In today’s climate of classroom censorship, tools for culturally sustaining teaching can be hard to find and implement. This is why IDRA launched our new school resource hub for educators, families and policy advocates who want to make sure students receive a strong, truthful education in our public schools.
In this webinar, get tips for using our latest four-part lesson plan series that will facilitate thoughtful high school classroom discussions of real-world issues and solutions. Hear from the developers of the lessons for IDRA, Dr. Marlon C. James and Dr. Kelly N. Ferguson, of Equality and Equity Group, LLC.
#GotCulture? –A Lesson on How Culture Shapes Us – Introduce students to important elements of culture, both surface and deep culture. Students will come to understand how culture shapes the way we see ourselves, others and the world. Through a video analysis, students have the opportunity to discuss cultural similarities and differences in a respectful and supportive manner.
#E-Raced – A Lesson Uncovering the False Science of Race – Introduce students to the history of race. Our modern understanding of race was introduced starting in the 1600s as European scientists and philosophers conducted pseudo-research to prove that humans were not made or evolved equally. Students will learn that modern research disproved virtually all of these claims of racial superiority even though the story is passed on despite the lack of scientific evidence.

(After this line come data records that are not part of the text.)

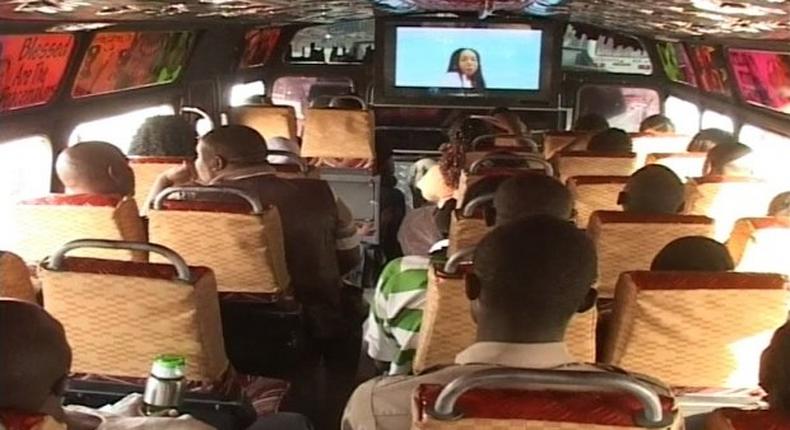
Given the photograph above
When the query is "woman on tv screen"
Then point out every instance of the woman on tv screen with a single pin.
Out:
(465, 70)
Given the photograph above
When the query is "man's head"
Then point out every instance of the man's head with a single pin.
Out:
(653, 189)
(168, 135)
(228, 147)
(694, 254)
(530, 277)
(526, 195)
(95, 168)
(35, 358)
(610, 140)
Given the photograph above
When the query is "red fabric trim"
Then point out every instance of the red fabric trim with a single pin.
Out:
(753, 420)
(128, 268)
(96, 200)
(639, 218)
(645, 280)
(600, 408)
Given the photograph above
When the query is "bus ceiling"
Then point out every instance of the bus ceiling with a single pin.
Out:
(718, 19)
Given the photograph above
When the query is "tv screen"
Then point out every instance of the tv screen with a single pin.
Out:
(476, 59)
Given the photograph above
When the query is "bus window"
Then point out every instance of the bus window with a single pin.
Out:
(117, 129)
(239, 93)
(685, 115)
(623, 107)
(713, 119)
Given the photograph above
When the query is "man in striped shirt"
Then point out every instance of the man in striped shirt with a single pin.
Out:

They #E-Raced Us – A Lesson for Exposing the Link Between Racial Discrimination and Research – This lesson explores the history of the American Psychological Association (APA), which was founded in 1869 and, unbeknownst to many, until 2021 played a key role in creating research used to promote race as an idea and racial discrimination.
Free Your Mind – A Lesson for Overcoming Racial Stereotyping – All cultural groups teach future generations cultural understandings that help to shape their identities and interactions with other groups and society at large. Past lessons have explored that race is not culture, but it is a story we tell ourselves to further political aims. Yet, research has confirmed that experiencing acts of discrimination or being exposed to them over social media has a negative impact on the mental and emotional health of minority youth. Students will engage in thoughtful reflection and peer-to-peer discussions to build their empathy and support for creating healthy schools and classrooms.